Universal waveform generator from mel-spectrograms.

Publisher

NVIDIA

Use Case

Text To Speech

Framework

Transfer Learning Toolkit

Latest Version

deployable_v1.0

Modified

April 8, 2022

Size

326.36 MB

Speech Synthesis: WaveGlow Model Card =====================================

Model overview --------------

WaveGlow is a neural vocoder model for text-to-speech applications. It is intended as the second part of a two-stage speech synthesis pipeline, with a mel-spectrogram generator such as Tacotron2 as the first stage.

Model architecture ------------------

WaveGlow is a Glow-based (alternatively flow-based) model that generates audio conditioned on mel spectrograms. WaveGlow is a reversible neural network. It can be run in two modes: the first mode takes audio and transforms it to samples drawn from a normal distribution, and the second mode takes samples from a normal distribution and transforms it to audio. Both modes are conditioned on a mel spectrogram.

Training --------

This model can be used to generate most voices in most languages without retraining. We have observed this trained WaveGlow to generate English audio and Mandarin audio.

Dataset

This model is trained on the LJSpeech dataset sampled at 22050 Hz.

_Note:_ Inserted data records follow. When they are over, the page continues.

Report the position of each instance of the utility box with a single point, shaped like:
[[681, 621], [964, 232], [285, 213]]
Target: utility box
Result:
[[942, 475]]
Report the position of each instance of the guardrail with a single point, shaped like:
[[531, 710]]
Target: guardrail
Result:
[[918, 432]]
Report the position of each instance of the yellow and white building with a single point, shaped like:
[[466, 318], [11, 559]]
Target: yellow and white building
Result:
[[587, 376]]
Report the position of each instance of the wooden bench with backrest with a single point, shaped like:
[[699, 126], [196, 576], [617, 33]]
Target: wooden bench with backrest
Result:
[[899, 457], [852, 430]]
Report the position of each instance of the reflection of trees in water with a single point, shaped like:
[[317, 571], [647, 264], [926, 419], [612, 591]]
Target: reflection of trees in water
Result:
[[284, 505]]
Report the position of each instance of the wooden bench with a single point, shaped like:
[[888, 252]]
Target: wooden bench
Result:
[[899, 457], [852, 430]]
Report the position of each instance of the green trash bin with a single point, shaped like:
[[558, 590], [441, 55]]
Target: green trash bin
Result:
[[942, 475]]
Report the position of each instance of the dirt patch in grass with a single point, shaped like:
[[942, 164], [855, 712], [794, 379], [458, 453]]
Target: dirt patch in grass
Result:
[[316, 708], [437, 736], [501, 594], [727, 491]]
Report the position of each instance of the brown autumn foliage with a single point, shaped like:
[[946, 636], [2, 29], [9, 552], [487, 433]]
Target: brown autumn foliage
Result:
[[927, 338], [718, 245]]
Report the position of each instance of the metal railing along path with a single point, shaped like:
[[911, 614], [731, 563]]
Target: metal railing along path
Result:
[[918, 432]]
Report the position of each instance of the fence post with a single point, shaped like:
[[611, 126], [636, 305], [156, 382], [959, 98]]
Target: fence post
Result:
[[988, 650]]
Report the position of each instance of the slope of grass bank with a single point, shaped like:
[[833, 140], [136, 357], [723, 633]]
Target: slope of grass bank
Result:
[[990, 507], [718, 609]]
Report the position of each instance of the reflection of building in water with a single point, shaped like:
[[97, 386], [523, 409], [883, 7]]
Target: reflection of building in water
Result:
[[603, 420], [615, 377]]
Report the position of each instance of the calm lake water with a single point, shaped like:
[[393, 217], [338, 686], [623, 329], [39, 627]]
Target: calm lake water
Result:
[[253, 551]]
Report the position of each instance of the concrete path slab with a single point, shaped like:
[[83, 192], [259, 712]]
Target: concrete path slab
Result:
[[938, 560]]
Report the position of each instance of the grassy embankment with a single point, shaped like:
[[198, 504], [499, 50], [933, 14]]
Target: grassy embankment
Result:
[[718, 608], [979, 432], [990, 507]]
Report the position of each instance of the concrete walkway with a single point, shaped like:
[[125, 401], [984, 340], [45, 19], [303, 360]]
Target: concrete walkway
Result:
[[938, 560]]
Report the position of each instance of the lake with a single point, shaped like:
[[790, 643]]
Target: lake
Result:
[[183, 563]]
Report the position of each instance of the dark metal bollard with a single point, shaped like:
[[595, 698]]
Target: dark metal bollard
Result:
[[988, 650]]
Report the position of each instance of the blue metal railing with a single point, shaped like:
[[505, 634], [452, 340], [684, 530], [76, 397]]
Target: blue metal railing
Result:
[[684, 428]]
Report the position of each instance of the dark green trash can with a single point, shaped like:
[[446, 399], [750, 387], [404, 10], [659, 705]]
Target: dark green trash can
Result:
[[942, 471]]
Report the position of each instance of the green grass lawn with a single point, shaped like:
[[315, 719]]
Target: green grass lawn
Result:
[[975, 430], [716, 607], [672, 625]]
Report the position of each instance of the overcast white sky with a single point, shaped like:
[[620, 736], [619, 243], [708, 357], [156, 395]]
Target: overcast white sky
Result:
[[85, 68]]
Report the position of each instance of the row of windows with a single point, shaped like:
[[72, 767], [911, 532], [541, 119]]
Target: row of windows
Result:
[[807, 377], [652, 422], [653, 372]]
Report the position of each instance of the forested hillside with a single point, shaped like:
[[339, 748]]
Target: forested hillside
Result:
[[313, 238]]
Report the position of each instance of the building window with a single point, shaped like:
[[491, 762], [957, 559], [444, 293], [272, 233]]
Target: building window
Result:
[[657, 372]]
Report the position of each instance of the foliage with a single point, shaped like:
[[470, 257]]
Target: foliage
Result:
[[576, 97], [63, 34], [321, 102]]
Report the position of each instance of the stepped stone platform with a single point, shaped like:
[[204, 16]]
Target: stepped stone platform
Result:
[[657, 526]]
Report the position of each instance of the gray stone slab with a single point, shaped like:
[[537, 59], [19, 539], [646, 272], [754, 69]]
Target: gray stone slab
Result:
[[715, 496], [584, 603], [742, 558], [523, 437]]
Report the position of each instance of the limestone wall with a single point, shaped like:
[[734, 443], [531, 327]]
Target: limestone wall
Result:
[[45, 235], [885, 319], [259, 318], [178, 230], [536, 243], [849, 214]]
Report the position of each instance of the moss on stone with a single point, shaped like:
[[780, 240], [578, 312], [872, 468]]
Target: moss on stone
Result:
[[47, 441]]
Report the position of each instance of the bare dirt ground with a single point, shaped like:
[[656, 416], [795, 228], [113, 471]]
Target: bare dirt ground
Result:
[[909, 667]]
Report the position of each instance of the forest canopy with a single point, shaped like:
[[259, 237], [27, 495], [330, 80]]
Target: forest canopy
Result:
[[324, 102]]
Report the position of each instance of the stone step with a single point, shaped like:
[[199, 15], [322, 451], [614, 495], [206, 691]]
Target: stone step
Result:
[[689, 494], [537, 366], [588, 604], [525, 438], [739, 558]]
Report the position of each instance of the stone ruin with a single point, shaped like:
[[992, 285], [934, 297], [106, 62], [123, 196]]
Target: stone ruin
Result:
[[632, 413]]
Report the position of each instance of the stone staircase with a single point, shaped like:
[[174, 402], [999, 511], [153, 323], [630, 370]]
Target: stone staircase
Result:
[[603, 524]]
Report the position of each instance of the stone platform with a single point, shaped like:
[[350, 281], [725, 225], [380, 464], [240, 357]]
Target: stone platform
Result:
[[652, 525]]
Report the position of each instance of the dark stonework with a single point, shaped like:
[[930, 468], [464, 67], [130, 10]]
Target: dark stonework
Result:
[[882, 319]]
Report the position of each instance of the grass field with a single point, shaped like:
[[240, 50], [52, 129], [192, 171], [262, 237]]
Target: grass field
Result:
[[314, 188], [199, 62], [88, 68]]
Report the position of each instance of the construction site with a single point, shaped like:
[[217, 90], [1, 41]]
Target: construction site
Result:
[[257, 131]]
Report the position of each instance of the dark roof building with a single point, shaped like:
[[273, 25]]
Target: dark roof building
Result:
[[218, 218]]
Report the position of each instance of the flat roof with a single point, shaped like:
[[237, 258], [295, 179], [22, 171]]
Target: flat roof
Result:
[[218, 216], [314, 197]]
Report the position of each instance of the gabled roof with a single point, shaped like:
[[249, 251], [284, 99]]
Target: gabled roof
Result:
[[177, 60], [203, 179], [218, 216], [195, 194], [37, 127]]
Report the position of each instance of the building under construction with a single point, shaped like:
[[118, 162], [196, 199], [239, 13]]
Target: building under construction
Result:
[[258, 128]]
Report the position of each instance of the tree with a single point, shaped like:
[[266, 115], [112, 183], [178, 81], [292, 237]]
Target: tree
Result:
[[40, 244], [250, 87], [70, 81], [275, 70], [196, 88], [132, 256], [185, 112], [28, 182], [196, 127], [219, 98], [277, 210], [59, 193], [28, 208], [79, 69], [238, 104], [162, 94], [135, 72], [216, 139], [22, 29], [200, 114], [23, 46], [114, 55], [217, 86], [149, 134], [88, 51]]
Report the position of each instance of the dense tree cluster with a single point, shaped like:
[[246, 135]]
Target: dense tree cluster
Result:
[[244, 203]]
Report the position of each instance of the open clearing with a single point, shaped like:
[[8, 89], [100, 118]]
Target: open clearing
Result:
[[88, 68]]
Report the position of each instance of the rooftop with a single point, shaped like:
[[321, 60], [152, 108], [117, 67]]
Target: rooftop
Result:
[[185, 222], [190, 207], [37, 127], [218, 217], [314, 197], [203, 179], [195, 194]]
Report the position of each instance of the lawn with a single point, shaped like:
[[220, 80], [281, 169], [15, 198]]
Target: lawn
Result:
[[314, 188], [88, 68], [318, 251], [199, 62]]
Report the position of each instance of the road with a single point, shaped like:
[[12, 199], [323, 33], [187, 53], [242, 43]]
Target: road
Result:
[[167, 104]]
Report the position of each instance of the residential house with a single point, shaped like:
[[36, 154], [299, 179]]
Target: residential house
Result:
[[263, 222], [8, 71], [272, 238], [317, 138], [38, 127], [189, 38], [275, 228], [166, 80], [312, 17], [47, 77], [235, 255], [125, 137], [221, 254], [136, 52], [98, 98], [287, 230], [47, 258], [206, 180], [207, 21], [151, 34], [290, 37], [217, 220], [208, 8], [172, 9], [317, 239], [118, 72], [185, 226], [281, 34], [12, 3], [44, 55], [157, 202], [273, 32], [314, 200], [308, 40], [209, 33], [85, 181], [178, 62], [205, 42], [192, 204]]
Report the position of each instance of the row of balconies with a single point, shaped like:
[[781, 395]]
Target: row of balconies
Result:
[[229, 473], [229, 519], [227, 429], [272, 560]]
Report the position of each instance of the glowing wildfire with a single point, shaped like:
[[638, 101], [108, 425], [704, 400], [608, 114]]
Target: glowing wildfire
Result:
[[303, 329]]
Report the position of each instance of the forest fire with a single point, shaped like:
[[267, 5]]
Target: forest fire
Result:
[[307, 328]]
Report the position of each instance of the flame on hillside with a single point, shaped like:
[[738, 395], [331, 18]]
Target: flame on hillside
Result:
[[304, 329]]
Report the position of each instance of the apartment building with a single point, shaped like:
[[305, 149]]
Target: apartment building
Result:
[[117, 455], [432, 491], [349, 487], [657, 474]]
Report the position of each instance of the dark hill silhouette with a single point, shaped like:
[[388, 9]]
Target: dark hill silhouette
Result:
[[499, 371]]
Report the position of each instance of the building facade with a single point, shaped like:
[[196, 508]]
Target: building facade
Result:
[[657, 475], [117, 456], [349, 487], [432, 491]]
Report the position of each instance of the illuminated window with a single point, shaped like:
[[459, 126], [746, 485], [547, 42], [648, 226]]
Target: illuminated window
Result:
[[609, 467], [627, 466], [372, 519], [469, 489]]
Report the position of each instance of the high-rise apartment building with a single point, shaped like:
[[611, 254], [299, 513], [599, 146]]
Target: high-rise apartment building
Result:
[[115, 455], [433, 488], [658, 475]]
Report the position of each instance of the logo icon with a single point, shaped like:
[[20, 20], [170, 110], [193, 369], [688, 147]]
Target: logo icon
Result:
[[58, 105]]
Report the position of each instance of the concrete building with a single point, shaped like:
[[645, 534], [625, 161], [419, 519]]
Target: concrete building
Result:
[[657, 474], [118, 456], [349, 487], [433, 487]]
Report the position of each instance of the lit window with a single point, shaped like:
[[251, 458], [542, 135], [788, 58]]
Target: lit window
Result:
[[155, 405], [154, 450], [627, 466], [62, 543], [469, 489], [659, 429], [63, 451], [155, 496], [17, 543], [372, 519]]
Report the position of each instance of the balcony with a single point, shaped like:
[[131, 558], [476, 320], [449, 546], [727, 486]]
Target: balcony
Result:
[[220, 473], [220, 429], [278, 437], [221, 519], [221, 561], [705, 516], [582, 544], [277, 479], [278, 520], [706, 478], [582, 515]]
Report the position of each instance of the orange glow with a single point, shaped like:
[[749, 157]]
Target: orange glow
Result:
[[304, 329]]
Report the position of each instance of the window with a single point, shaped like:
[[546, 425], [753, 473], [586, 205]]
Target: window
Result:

How to use this model ---------------------

WaveGlow is intended to be used as the second part of a two stage speech synthesis pipeline. WaveGlow takes a mel spectrogram and returns audio.

Input

Mel spectrogram of shape (batch x mel_channels x time)

Output

Audio of shape (batch x time)

Limitations -----------

N/A

References ----------

WaveGlow paper: https://arxiv.org/abs/1811.00002

License -------

By downloading and using the models and resources packaged with TLT Conversational AI, you would be accepting the terms of the Riva license

Ethical AI ----------

NVIDIA’s platforms and application frameworks enable developers to build a wide array of AI applications. Consider potential algorithmic bias when choosing or creating the models being deployed. Work with the model’s developer to ensure that it meets the requirements for the relevant industry and use case; that the necessary instruction and documentation are provided to understand error rates, confidence intervals, and results; and that the model is being used under the conditions and in the manner intended.